A bar chart showing an example organisation's NIST maturity, broken down by category, compared against its previous state, the Australian national average and the information technology industry's average.

Our ask

We have developed and given away this assessment for free to support the community. We ask two things in return:

  1. That you use the service as it is intended. The industry and national averages are made up everyone’s results and therefore the more accurate your responses are, the better the benchmark data will become.
  2. Help us improve the service. We would love to hear your thoughts on how this could become better.

We sincerely hope that over time this will become a resource that the community can rely upon and it will be used to lift our collective security posture.

Our commitment

The data you enter into this site is yours and unless specifically requested or there is a potential breach of our Terms of Service, elevenM will not access or review your data. In addition, other than to calculate industry or national averages, elevenM will not use your data for any purpose.

Our offer

We understand that some of you will require to have your maturity assessment independently validated in order to present it to senior stakeholders. If you need, we are happy to work with you and complete the assessment on your behalf. To do this, we would interview your team and review artefacts which support your current state position. We will then enter the results onto the site and provide you access to the reports along with a cover letter verifying that the assessment has been completed by elevenM. For this, we would charge you a simple daily rate for our time.

Important points to note

  • You can access the site via the tools option in the menu bar.
  • To access the site you will need a valid corporate e-mail address.

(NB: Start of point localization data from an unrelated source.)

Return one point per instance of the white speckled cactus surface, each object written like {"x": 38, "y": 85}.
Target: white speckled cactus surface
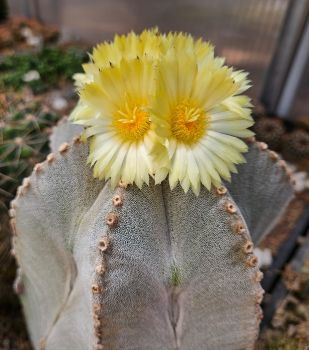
{"x": 126, "y": 238}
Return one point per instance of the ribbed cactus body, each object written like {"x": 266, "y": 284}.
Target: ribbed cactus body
{"x": 142, "y": 269}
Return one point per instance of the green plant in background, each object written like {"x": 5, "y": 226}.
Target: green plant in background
{"x": 23, "y": 142}
{"x": 4, "y": 10}
{"x": 41, "y": 70}
{"x": 110, "y": 259}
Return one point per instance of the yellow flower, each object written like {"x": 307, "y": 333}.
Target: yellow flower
{"x": 162, "y": 105}
{"x": 114, "y": 107}
{"x": 200, "y": 115}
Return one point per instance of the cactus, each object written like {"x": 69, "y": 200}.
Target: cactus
{"x": 142, "y": 269}
{"x": 139, "y": 265}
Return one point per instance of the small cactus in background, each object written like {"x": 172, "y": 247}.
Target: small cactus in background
{"x": 110, "y": 259}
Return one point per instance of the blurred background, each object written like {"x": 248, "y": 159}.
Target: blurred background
{"x": 44, "y": 42}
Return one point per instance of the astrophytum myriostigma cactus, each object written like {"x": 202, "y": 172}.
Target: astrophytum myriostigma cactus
{"x": 108, "y": 265}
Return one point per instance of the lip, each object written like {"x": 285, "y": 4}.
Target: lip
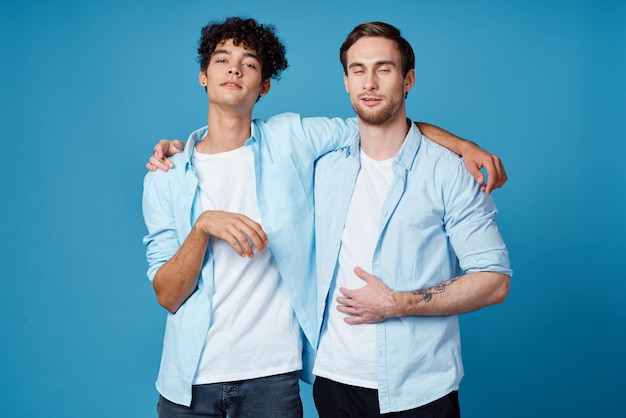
{"x": 231, "y": 84}
{"x": 370, "y": 100}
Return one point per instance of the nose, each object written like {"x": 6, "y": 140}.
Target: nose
{"x": 370, "y": 82}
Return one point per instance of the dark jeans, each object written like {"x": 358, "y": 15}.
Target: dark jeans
{"x": 265, "y": 397}
{"x": 337, "y": 400}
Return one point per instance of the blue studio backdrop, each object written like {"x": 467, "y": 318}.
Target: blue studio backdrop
{"x": 88, "y": 87}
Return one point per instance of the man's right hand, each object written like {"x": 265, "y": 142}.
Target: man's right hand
{"x": 239, "y": 231}
{"x": 162, "y": 150}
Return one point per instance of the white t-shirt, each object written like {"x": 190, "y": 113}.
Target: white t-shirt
{"x": 254, "y": 332}
{"x": 347, "y": 353}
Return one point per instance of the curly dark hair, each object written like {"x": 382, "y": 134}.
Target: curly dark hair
{"x": 255, "y": 36}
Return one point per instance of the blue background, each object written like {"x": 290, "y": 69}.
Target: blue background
{"x": 88, "y": 87}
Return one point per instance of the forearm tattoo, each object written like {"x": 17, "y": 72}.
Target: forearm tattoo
{"x": 427, "y": 294}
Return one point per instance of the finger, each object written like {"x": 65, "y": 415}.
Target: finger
{"x": 362, "y": 274}
{"x": 254, "y": 233}
{"x": 354, "y": 320}
{"x": 163, "y": 165}
{"x": 477, "y": 174}
{"x": 347, "y": 293}
{"x": 239, "y": 242}
{"x": 242, "y": 242}
{"x": 178, "y": 144}
{"x": 493, "y": 175}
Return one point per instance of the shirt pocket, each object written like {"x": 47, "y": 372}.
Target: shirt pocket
{"x": 286, "y": 187}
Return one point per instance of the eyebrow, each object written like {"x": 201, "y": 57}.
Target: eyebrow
{"x": 246, "y": 54}
{"x": 378, "y": 63}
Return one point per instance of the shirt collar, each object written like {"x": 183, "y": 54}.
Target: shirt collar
{"x": 406, "y": 154}
{"x": 199, "y": 134}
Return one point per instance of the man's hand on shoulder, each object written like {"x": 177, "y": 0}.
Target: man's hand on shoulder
{"x": 162, "y": 151}
{"x": 476, "y": 158}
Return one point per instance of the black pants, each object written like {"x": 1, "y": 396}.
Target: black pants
{"x": 337, "y": 400}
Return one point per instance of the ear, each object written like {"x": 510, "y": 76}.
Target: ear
{"x": 202, "y": 78}
{"x": 265, "y": 87}
{"x": 409, "y": 80}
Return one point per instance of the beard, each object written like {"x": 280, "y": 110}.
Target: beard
{"x": 379, "y": 115}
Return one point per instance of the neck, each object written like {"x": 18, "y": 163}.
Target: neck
{"x": 382, "y": 142}
{"x": 227, "y": 130}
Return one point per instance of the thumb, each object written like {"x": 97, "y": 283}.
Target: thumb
{"x": 178, "y": 144}
{"x": 362, "y": 274}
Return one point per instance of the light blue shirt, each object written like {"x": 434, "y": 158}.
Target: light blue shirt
{"x": 435, "y": 222}
{"x": 285, "y": 148}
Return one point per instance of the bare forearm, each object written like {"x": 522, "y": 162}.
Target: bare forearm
{"x": 444, "y": 138}
{"x": 455, "y": 296}
{"x": 177, "y": 279}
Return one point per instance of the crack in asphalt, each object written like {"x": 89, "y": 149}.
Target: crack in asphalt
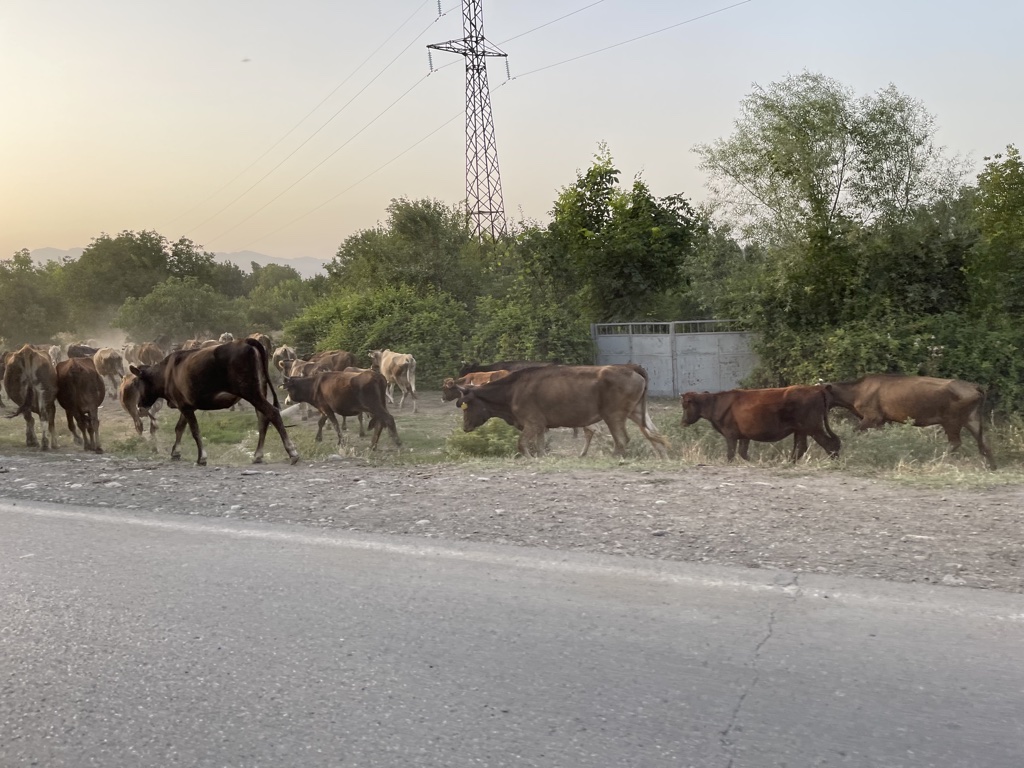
{"x": 724, "y": 740}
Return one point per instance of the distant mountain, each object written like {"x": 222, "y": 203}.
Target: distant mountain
{"x": 307, "y": 266}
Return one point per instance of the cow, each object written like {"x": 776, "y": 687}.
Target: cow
{"x": 81, "y": 350}
{"x": 213, "y": 379}
{"x": 397, "y": 369}
{"x": 450, "y": 387}
{"x": 765, "y": 416}
{"x": 346, "y": 393}
{"x": 128, "y": 394}
{"x": 150, "y": 353}
{"x": 333, "y": 359}
{"x": 32, "y": 384}
{"x": 282, "y": 354}
{"x": 882, "y": 398}
{"x": 110, "y": 364}
{"x": 535, "y": 399}
{"x": 469, "y": 368}
{"x": 80, "y": 393}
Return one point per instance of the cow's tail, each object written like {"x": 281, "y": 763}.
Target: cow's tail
{"x": 657, "y": 440}
{"x": 264, "y": 373}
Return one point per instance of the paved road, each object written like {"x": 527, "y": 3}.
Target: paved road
{"x": 150, "y": 640}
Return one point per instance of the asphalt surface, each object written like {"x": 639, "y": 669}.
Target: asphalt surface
{"x": 134, "y": 639}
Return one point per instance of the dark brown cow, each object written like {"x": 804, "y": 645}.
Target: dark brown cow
{"x": 535, "y": 399}
{"x": 128, "y": 394}
{"x": 213, "y": 379}
{"x": 80, "y": 392}
{"x": 470, "y": 368}
{"x": 450, "y": 387}
{"x": 32, "y": 384}
{"x": 110, "y": 364}
{"x": 765, "y": 416}
{"x": 346, "y": 393}
{"x": 881, "y": 398}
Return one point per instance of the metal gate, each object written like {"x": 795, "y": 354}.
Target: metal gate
{"x": 680, "y": 355}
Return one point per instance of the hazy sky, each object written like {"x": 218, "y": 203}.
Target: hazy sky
{"x": 188, "y": 118}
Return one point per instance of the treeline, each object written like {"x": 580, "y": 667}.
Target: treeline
{"x": 837, "y": 229}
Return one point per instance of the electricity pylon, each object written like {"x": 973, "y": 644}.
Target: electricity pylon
{"x": 483, "y": 181}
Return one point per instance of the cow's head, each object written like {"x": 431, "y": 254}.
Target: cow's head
{"x": 148, "y": 389}
{"x": 474, "y": 411}
{"x": 691, "y": 402}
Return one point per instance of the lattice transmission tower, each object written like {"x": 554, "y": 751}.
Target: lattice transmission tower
{"x": 483, "y": 182}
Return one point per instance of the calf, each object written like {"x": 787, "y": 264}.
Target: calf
{"x": 765, "y": 416}
{"x": 80, "y": 392}
{"x": 397, "y": 369}
{"x": 128, "y": 394}
{"x": 881, "y": 398}
{"x": 346, "y": 393}
{"x": 212, "y": 379}
{"x": 31, "y": 382}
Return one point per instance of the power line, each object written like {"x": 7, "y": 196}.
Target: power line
{"x": 304, "y": 175}
{"x": 304, "y": 118}
{"x": 310, "y": 136}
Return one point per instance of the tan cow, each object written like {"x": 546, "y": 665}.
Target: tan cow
{"x": 450, "y": 387}
{"x": 397, "y": 369}
{"x": 110, "y": 364}
{"x": 882, "y": 398}
{"x": 128, "y": 395}
{"x": 31, "y": 382}
{"x": 346, "y": 393}
{"x": 80, "y": 392}
{"x": 535, "y": 399}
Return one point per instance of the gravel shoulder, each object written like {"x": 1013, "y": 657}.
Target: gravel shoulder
{"x": 817, "y": 521}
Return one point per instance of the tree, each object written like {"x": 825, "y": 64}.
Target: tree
{"x": 180, "y": 307}
{"x": 807, "y": 156}
{"x": 996, "y": 267}
{"x": 423, "y": 244}
{"x": 616, "y": 249}
{"x": 32, "y": 308}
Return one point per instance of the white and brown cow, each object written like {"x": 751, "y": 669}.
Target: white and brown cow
{"x": 397, "y": 369}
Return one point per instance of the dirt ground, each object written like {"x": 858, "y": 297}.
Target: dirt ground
{"x": 815, "y": 520}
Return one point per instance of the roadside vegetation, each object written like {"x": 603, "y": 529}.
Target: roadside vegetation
{"x": 837, "y": 228}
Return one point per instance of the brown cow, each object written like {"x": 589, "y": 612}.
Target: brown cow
{"x": 450, "y": 387}
{"x": 32, "y": 383}
{"x": 210, "y": 380}
{"x": 150, "y": 353}
{"x": 882, "y": 398}
{"x": 765, "y": 416}
{"x": 535, "y": 399}
{"x": 333, "y": 359}
{"x": 397, "y": 369}
{"x": 80, "y": 392}
{"x": 109, "y": 364}
{"x": 346, "y": 393}
{"x": 128, "y": 394}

We need this to make sure that you work for the company that you are creating an assessment for. (you will be asked to respond to a validation link) .
  • As you would expect we take security seriously, as such we also ask for your mobile phone number. This will be used by our two factor authentication process.
  • The industry and national averages start when there is two or more assessments completed in your country or industry. Until that time, no average data will appear.
  • As noted above, the averages are based upon the current assessments on the platform. Once an assessment is archived by beginning a new assessment, the archived data will no longer be used to create averages.
  • The option to print comparison reports will only become available upon completion of your second assessment.